Gradually, ever so slowly, as is God’s wont, something else is growing out of the ashes of Lisbon 250 years ago and out of Europe’s great wars, and even worse, out of the horrors of Auschwitz and Bergen-Belsen and Hiroshima and Nagasaki: slowly theologians and teachers have begun to realize that the all-conquering god who died in the rubble of Europe on All Saints’ Day 1755, and the tribal god who died in the trenches and killing fields of 20th century wars (and whose epitaph was so brilliantly written by the war poets) – and the god who dies today amidst cries of "Allahu Akbar" in new killing fields of Syria and Sudan: that god in any form is an imposter.
Slowly since Lisbon our prayers have begun to speak of and to a different God: not a banner waving or neon lit god but a suffering God who was crucified, and who died as if in the rubble of Lisbon and the European cities like Dresden and the concentration camps and the scorched earth of nuclear holocaust, and who died with Edith Mary Barry and Kate Williams in or soon after the destruction of this cathedral’s predecessor, and who struggled in the soul of poor Doctor Waterworth who spent the rest of his life wondering if he had done the right thing in administering a fatal dose of morphine to Mrs. Barry, because ethics is never easy. A God who struggles to be born in your soul and mine as we too face whatever torment and inevitable death lies ahead of us; only then God breathes the unique moment of resurrection into us and makes real at last the greatest joy of all.

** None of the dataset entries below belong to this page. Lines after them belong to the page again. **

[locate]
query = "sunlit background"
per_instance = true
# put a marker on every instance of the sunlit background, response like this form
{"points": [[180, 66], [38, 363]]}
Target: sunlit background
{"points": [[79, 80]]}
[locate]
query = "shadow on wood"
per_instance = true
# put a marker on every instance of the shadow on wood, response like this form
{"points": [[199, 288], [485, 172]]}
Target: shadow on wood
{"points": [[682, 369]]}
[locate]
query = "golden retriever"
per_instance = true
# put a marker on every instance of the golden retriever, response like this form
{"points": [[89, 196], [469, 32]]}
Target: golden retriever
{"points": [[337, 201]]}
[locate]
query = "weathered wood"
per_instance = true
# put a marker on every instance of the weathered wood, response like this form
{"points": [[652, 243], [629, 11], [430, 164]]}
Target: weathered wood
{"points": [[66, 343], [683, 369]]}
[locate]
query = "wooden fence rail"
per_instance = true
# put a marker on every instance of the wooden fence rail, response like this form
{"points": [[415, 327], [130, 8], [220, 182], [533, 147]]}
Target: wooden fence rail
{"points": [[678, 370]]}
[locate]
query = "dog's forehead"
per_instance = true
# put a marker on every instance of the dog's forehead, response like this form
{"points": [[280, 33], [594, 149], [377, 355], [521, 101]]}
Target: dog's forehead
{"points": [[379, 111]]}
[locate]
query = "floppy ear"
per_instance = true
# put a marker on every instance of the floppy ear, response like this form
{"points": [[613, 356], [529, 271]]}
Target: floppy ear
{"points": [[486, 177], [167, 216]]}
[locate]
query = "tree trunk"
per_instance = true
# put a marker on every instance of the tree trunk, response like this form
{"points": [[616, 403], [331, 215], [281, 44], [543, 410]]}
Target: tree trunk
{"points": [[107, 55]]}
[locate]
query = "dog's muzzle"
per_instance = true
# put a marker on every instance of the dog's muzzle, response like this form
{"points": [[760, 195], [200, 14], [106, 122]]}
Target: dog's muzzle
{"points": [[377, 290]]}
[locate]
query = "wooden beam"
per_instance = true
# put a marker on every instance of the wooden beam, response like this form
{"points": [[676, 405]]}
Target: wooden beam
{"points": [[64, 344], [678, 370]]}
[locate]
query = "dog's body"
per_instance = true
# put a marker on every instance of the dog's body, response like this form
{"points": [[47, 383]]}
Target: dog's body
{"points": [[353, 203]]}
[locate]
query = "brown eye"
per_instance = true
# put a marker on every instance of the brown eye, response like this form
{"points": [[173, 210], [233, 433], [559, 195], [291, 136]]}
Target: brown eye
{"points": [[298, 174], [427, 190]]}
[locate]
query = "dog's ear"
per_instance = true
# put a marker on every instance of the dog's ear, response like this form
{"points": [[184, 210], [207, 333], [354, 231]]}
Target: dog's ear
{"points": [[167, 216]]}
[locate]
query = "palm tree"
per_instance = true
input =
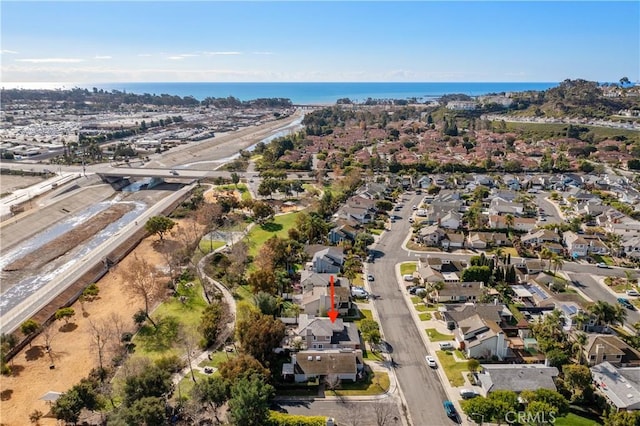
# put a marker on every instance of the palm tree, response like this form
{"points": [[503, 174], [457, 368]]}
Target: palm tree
{"points": [[619, 315], [580, 318], [499, 254], [600, 310], [579, 342], [545, 253], [508, 221], [557, 263], [628, 280]]}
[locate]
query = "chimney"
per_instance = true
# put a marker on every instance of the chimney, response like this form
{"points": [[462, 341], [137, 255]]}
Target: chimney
{"points": [[599, 353]]}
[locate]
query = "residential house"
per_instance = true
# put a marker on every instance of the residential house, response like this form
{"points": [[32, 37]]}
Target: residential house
{"points": [[317, 301], [595, 245], [320, 333], [619, 385], [309, 280], [612, 349], [435, 269], [373, 191], [451, 220], [458, 292], [342, 232], [453, 240], [328, 260], [533, 266], [519, 223], [540, 236], [430, 235], [472, 320], [309, 365], [576, 245], [424, 182], [498, 206], [482, 240], [481, 338], [631, 247], [516, 377]]}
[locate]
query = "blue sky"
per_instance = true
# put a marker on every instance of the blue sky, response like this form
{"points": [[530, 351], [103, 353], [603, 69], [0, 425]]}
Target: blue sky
{"points": [[454, 41]]}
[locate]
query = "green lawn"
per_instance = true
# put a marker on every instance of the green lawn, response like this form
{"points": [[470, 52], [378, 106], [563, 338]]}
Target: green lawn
{"points": [[575, 420], [375, 385], [436, 336], [186, 384], [421, 307], [207, 246], [364, 313], [408, 267], [157, 342], [425, 316], [279, 227], [242, 292], [454, 370], [217, 358]]}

In other words, slowly, ever so slowly, since 1755, theologians (not all) rediscovered the God who cried out on the Cross, the God who cried “my God my God, why have you forsaken me”, and the God who breathes resurrection-life even greater than resuscitation into Edith Mary Barry and Kate Williams and your loved ones and mine, the God who says that death is not the end, that No is not the answer, that Yes is the final word in the universe, the God who waits patiently for our love in response.
That God – not even the phoenix god of finding fun again, but the God still there when all fun ceases – that is the God whose hope we must seek always to proclaim in our words and in our prayers in and from this Cathedral of St John, if this place is truly to be a place of resurrection, life, and hope!